Garry Tan wore a lobster costume on camera.
Let that land for a second. The CEO of Y Combinator — the institution that coined "make something people want" — sat down for the latest Lightcone episode dressed as the OpenClaw mascot, pretending to be his own agent posting on MoltBook. He couldn't keep a straight face. Neither could we.
But beneath the costume was a thesis that should make every developer tool founder rethink their go-to-market strategy.
The Costume Was the Argument
Tan wasn't doing a bit for clicks. He was illustrating a point: OpenClaw has gotten so embedded in the YC ecosystem that the CEO is role-playing as his own agent instance. "I have non-technical CEO friends who are going all-in on OpenClaw," he said after peeling off the suit. "They're automating entire parts of their businesses entirely using OpenClaw right now. Which is totally insane."
Co-host Harj Taggar backed him up with MoltBook — the AI-agent-only social network that generated more content in its first two days than Reddit did in its first two years.
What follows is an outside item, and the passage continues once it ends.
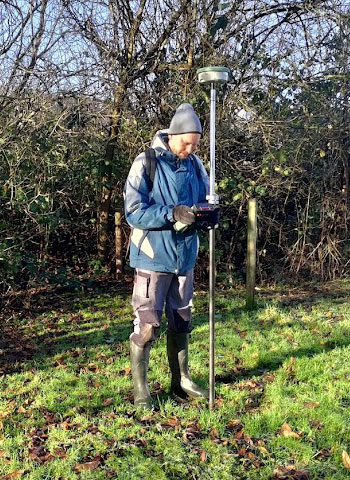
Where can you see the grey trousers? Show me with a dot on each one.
(153, 290)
Jared Friedman, meanwhile, has been running four simultaneous Claude Code workers until 3 AM. "Cyber psychosis," they call it. They're not joking. Well, mostly not.
Make Something Agents Want
The central claim: the go-to-market for developer tools has fundamentally shifted. It's no longer about Stack Overflow rankings or GitHub stars or developer word-of-mouth. Agents are choosing the tools now. And agents choose based on documentation.
The case study is Resend, a YC W23 email API. Founder Zeno Rocha noticed over a year ago that ChatGPT had become a top-three customer acquisition channel. His response: optimize documentation to be agent-parsable. Structured bullet points, code snippets at every endpoint, an llms.txt file specifically designed for LLM consumption.
Compare that to SendGrid — the incumbent — where clicking "how to send email" routes you through customer support. No code snippet in sight. Guess which one Claude Code recommends by default.
"Build something agents choose," as Ben Tossel's tweet put it. Tan took it further: "Do we need to change YC's motto?"
The Agent Economy Is Already Transacting
The episode mapped out an emerging stack built natively for agents:
- Supabase is seeing an explosion in database creation — agents vibe-coding apps default to it because the docs are clean
- Agent Mail built email inboxes specifically for AI agents (don't connect OpenClaw to your personal Gmail, they warned)
- Mintlify powers developer documentation that's now optimized for agent consumption, not just human readability
- Phone numbers for agents? "Sounds like a request for startup," Tan said
Garry Tan's own experience building "Gary's List" illustrated the gap: Claude Code chose Whisper V1 for video transcription — a practically deprecated model — because its documentation was better indexed than Groq's, which is 200x faster and 10x cheaper. The agent made a bad choice because the better tool had worse docs.
Swarm Intelligence, Not God Intelligence
The most provocative thread: the AI research community spent years imagining "god intelligence" — trillion-parameter models costing thousands per token. Instead, what's emerging looks more like biological systems. Swarm intelligence. Agents collaborating on MoltBook, trading restaurant recommendations, helping their humans through coordination rather than raw capability.
"History versus prehistory," Tan mused. "Prehistory is before humans learned to write and became a swarm. We might be at that same inflection point with agents."
Friedman pushed back gently on the MIT Technology Review's dismissal of MoltBook as a "scam." "What happened to you guys?" he asked. "That publication should be asking what this means for swarm intelligence."
What Founders Should Do
Taggar's advice was direct: develop an intuitive, hands-on feel for agents. Understand where they get stuck. Then build tools from the agent's perspective.
He cited YC partner Boris — who "really empathizes with the model" and has an intuitive sense of what it wants to do, rather than fighting it. "Make everything open, open source, and APIs," Taggar added. "Agents hate using websites. They want to write code."
The humans-only era of the internet is ending. The question isn't whether agents will become economic actors — they already are. It's whether your product is ready for them.
And if YC's CEO is willing to wear a lobster costume to make that point, you should probably pay attention.